Pequeños culés

Rafael Alberti escribió su ‘Oda a Platko’ después de un partido de final de Copa que tuvo lugar en 1928 entre su equipo y la Real Sociedad

Rafael Alberti escribió su ‘Oda a Platko’, guardameta húngaro del Barcelona, después de un partido de final de Copa que tuvo lugar en 1928 entre su equipo y la Real Sociedad en la santanderina cancha del Sardinero, salpicada por la furia de un Cantábrico bravío: «Ni el mar, que frente a ti saltaba sin poder defenderte. Ni la lluvia. Ni el viento, que era el que más rugía».

El deporte de los proletarios británicos había cuajado en esa «España pobre por culpa de los ricos» (Neruda, ‘España en el corazón’, 1935). Tiempos de rudimentaria épica para tan popular espectáculo; aquél fue un partido brutal; con tumultos, heridos y cargas de la Guardia Civil; Platko, agredido por sus rivales cayó sangrando atrapado al balón.
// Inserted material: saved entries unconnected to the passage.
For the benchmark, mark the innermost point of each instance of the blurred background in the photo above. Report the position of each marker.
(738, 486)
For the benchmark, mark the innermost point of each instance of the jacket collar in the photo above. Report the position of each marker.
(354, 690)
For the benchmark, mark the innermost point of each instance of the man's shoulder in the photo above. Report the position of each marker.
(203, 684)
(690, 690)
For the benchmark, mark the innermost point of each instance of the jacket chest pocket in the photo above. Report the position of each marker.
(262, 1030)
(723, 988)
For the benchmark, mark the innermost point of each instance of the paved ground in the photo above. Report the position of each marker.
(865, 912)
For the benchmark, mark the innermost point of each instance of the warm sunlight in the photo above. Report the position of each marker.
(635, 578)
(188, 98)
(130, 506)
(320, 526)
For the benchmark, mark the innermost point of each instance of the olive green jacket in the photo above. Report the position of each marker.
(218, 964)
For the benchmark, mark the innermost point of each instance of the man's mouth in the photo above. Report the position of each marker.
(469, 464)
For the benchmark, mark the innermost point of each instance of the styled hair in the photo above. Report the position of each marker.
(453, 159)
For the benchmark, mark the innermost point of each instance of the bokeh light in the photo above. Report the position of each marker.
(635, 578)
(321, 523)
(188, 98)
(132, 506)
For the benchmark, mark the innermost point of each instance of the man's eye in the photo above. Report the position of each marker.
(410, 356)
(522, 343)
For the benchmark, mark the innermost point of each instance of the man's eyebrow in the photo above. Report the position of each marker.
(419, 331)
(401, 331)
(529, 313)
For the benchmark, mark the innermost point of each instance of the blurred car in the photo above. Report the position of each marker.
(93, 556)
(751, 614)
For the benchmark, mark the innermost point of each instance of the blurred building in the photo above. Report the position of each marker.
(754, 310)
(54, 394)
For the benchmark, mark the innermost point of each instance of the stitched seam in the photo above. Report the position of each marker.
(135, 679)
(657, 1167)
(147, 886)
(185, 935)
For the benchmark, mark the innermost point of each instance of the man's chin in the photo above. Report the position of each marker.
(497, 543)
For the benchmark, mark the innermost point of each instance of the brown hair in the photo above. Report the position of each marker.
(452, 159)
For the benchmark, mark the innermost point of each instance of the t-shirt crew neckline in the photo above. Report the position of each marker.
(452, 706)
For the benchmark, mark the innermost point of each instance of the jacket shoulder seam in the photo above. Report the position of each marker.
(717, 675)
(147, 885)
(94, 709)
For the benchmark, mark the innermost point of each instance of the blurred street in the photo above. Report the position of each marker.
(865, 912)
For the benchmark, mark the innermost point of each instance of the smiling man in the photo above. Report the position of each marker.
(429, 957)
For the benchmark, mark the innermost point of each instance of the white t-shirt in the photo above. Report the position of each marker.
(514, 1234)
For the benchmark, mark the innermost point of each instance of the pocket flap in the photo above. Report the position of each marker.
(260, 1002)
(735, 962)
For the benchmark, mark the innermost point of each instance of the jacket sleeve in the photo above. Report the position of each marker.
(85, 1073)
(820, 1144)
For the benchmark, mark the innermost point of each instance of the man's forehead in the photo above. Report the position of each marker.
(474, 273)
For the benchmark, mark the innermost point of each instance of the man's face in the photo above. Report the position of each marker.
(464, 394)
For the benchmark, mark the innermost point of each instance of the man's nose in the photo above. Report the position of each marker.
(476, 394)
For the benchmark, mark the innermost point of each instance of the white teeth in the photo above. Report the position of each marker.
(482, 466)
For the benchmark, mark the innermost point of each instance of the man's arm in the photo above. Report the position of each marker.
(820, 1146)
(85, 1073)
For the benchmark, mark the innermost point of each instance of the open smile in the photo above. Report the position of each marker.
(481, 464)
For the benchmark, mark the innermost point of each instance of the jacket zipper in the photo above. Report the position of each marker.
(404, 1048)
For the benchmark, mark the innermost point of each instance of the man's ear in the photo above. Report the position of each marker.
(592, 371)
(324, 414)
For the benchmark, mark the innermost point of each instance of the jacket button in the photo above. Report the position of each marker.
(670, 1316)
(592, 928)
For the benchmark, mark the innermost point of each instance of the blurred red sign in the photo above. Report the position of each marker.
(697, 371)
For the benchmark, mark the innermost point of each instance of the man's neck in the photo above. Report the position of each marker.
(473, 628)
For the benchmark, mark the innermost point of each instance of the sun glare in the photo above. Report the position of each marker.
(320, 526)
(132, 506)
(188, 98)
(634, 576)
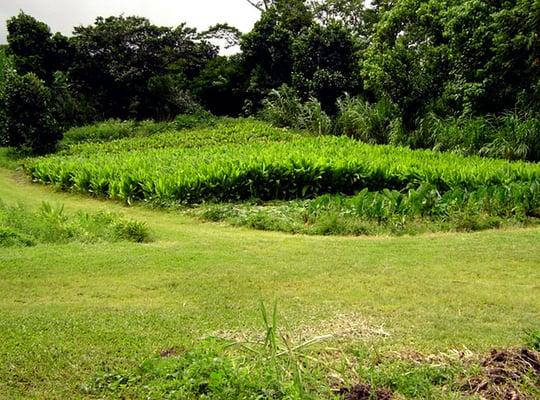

Siguió jugando con la cabeza vendada y su vigoroso pundonor inspiró el bello poema: «Platko lejano, rubio Platko tronchado, tigre ardiente en la yerba de otro país».

No conocía esos versos cuando mi fratría infantil gaditana me hizo devoto de un Barça liderado por otro húngaro rubio, fuerte y hermoso, Ladislao Kubala. Corría el año 1960 y el Barcelona había encadenado dos campeonatos de liga con una línea delantera mitológica: Kocsis, Kubala, Evaristo, Suárez y Czibor; luego apartó al Real Madrid de una Copa de Europa que parecía solo suya desde la tragedia aérea que destruyó al Manchester United. En mayo de 1961 las camisetas azules y granas flamearon en la primera final europea sin el Madrid, fue en Berna con turbios presagios, pues allí Kocsis y Czibor habían perdido con fatalidad la Copa del Mundo frente a los alemanes.

Todas las crónicas lo decían, el Barça fue el mejor pero perdió por 3-2, Kocsis lloró después de haber estrellado dos balones contra unos postes de aristas que luego fueron prohibidos por la FIFA. Y nuestra banda de proscritos de San Severiano lloró la grandeza de sus héroes maltratados por la fortuna. Quienes entienden de fútbol dicen que en esas contingencias radica el éxito de un deporte cuyo resultado nunca es predecible, y el buen juego no siempre resulta laureado. Yo nunca he entendido de fútbol, pero admiraba a esos exóticos atletas a quienes no vi hasta un Trofeo Carranza del verano de ese mismo año, en el cual Kocsis marcó un hermoso gol de cabeza.

Lo confieso, nunca me ha interesado el fútbol como espectáculo; cuando me he sentado en la grada no consigo prestar atención, de modo que cuando la multitud jalea un gol me suele pillar pensando en otra cosa. Sin embargo la épica futbolística puebla los recuerdos de mi infancia, las peripecias de Kocsis me emocionaron tanto como las de Jim Howkins cuando finalmente entendió que para hacerse con el tesoro del Capitán Flint debería comportarse como un auténtico bucanero.

Durante mi adolescencia madrileña se desdibujaron mis recuerdos azulgranas, pero la infancia siempre acude para aliviar las inclemencias del alma, y en 1974 irrumpe en mi vida un nuevo héroe llamado Johan Cruyff ¿cómo no emocionarse al contemplar su danza sobre el césped?

Entonces un Barça que apenas había brillado en 14 años, venció por 0-5 en el Bernabéu, yo volví a sentir con alegría la pasión culé y todo Madrid estalló paradójicamente en una fiesta, animada por aficionados al Atleti y por sectores de la oposición política que identificaba a los madridistas con el régimen. De nuevo Alberti: «Porque volviste el pulso perdido a la pelea, en el arco contrario el viento abrió una brecha».